By 9:00 AM, she is back in her kitchen prepping dashi . Unlike most French chefs who prepare stocks in bulk, Kyono makes fresh dashi twice a day—once for the lunch service and once for dinner. She believes that dashi loses its floral, oceanic aroma within four hours.
Azusa Kyono (京野明日香 / 杏さゆり alternate spellings vary by market) Date of Birth: September 10, 1982 Place of Birth: Tokyo, Japan Height: 167 cm (5' 6")
While not a household name in mainstream Western markets, Kyono holds a revered position among cinephiles and followers of independent Japanese cinema. Her career, which gained significant momentum in the mid-2000s, is a masterclass in versatility.

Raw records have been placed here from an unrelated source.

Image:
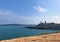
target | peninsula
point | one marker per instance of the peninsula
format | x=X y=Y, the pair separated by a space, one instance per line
x=52 y=26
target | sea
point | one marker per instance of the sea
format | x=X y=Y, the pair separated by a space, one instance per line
x=13 y=31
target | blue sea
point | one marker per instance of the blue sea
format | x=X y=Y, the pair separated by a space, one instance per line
x=9 y=32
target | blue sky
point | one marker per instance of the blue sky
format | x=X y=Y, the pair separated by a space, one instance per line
x=29 y=11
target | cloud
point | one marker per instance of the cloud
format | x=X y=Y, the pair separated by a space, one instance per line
x=56 y=19
x=40 y=9
x=8 y=17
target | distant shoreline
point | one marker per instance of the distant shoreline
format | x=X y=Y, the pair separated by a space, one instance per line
x=45 y=37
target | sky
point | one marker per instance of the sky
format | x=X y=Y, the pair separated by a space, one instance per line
x=29 y=11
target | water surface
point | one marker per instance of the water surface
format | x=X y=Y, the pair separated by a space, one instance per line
x=8 y=32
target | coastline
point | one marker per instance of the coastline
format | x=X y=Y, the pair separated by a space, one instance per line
x=53 y=37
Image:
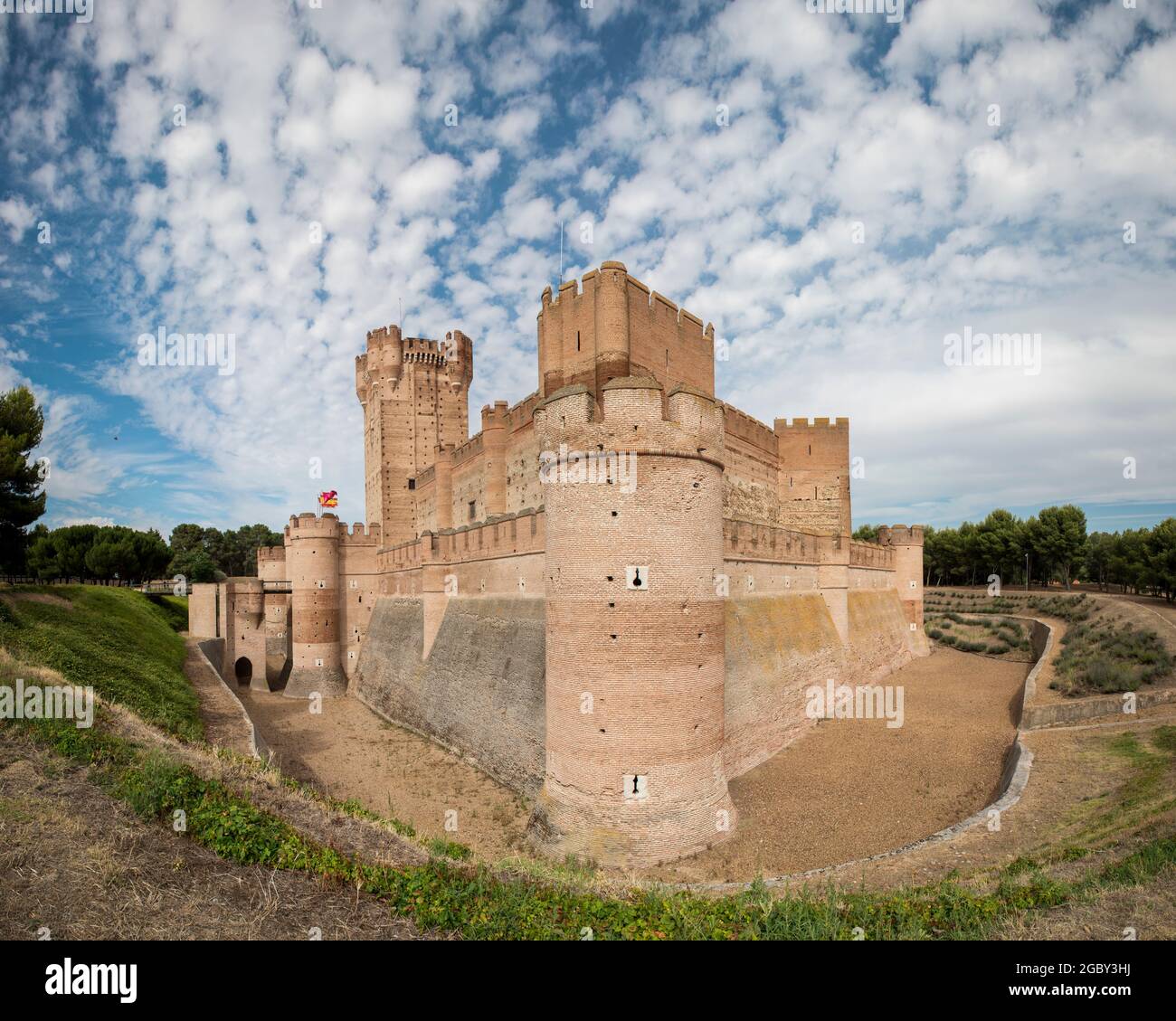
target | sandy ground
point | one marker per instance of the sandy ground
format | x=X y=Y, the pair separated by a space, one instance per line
x=877 y=789
x=223 y=723
x=348 y=752
x=81 y=865
x=851 y=789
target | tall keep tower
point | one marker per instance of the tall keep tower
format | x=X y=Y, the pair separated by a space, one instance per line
x=634 y=769
x=414 y=394
x=312 y=566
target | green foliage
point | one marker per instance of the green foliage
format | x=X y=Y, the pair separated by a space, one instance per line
x=478 y=903
x=1110 y=657
x=112 y=638
x=199 y=553
x=87 y=552
x=22 y=423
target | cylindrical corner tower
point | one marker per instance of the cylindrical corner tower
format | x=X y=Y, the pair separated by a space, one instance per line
x=634 y=625
x=312 y=566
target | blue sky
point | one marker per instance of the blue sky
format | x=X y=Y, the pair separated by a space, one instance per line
x=835 y=192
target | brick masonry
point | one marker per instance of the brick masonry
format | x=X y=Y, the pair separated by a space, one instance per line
x=490 y=603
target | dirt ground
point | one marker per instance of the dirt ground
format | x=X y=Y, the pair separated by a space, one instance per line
x=82 y=865
x=223 y=723
x=853 y=789
x=349 y=752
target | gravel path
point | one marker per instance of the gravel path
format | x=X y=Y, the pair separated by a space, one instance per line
x=348 y=752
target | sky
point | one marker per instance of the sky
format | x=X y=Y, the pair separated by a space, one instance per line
x=845 y=196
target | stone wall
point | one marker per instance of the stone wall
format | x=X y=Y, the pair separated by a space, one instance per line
x=481 y=688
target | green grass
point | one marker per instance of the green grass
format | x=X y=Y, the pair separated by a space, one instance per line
x=473 y=901
x=116 y=640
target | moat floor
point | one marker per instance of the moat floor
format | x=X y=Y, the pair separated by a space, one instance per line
x=853 y=789
x=349 y=752
x=848 y=789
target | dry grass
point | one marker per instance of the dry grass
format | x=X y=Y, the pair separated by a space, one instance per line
x=83 y=865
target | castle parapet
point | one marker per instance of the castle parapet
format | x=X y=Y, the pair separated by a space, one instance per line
x=611 y=326
x=631 y=566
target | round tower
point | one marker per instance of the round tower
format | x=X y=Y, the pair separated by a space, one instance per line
x=312 y=567
x=635 y=641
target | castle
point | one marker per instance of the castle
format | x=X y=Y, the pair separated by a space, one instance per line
x=612 y=598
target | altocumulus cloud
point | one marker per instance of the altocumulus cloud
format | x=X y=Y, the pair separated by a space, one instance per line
x=835 y=192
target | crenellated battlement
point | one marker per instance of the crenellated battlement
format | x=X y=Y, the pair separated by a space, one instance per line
x=815 y=423
x=633 y=417
x=610 y=325
x=360 y=534
x=901 y=535
x=309 y=525
x=687 y=564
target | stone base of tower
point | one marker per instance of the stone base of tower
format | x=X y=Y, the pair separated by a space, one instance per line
x=330 y=683
x=634 y=833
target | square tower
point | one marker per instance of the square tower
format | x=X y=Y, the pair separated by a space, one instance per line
x=415 y=398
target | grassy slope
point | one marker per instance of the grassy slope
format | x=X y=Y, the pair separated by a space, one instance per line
x=117 y=640
x=125 y=646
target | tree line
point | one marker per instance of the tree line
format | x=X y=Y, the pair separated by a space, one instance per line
x=95 y=552
x=1051 y=546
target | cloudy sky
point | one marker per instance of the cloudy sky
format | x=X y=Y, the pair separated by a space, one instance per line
x=838 y=193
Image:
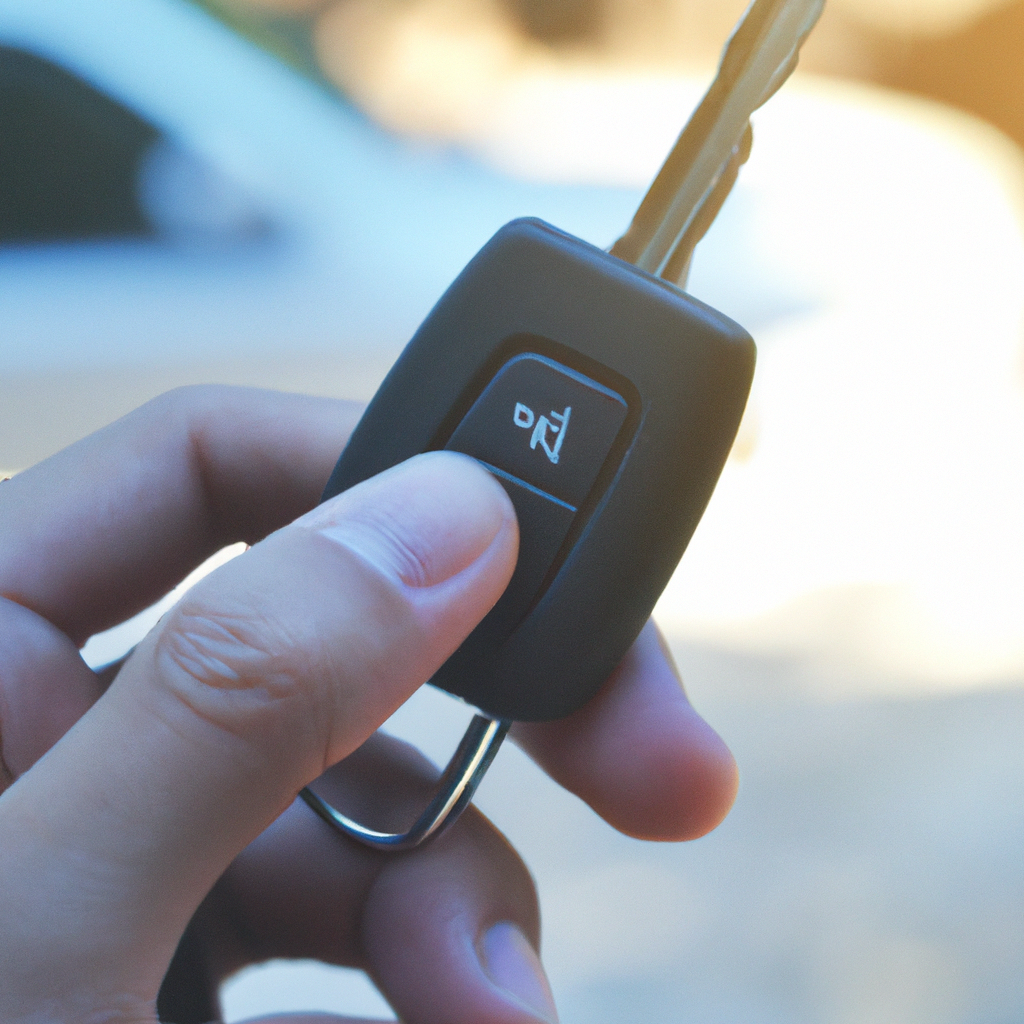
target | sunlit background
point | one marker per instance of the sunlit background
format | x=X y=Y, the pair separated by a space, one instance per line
x=274 y=193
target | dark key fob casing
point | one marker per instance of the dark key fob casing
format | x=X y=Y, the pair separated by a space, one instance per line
x=605 y=400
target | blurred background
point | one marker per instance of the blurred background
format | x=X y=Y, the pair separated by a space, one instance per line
x=275 y=192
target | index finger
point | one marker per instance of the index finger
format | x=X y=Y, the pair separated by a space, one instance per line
x=109 y=525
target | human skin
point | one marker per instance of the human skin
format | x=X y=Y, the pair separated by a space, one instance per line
x=134 y=806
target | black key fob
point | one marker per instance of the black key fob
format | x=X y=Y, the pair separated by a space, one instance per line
x=605 y=400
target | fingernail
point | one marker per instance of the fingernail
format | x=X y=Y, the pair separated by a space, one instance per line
x=424 y=521
x=514 y=968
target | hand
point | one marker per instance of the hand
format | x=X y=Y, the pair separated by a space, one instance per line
x=169 y=797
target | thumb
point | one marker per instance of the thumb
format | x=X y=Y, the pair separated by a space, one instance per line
x=272 y=668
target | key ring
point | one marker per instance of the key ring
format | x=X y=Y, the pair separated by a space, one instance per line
x=455 y=791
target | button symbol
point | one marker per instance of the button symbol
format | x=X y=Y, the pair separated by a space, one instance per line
x=558 y=422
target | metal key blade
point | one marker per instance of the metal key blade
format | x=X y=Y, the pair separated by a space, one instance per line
x=698 y=172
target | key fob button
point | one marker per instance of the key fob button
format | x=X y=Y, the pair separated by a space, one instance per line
x=544 y=423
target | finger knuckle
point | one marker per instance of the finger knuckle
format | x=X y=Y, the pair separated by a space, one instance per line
x=231 y=664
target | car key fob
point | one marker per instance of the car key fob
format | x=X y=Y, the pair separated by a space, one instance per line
x=605 y=400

By 9:00 AM, she is back in her kitchen prepping dashi . Unlike most French chefs who prepare stocks in bulk, Kyono makes fresh dashi twice a day—once for the lunch service and once for dinner. She believes that dashi loses its floral, oceanic aroma within four hours.
Azusa Kyono (京野明日香 / 杏さゆり alternate spellings vary by market) Date of Birth: September 10, 1982 Place of Birth: Tokyo, Japan Height: 167 cm (5' 6")
While not a household name in mainstream Western markets, Kyono holds a revered position among cinephiles and followers of independent Japanese cinema. Her career, which gained significant momentum in the mid-2000s, is a masterclass in versatility.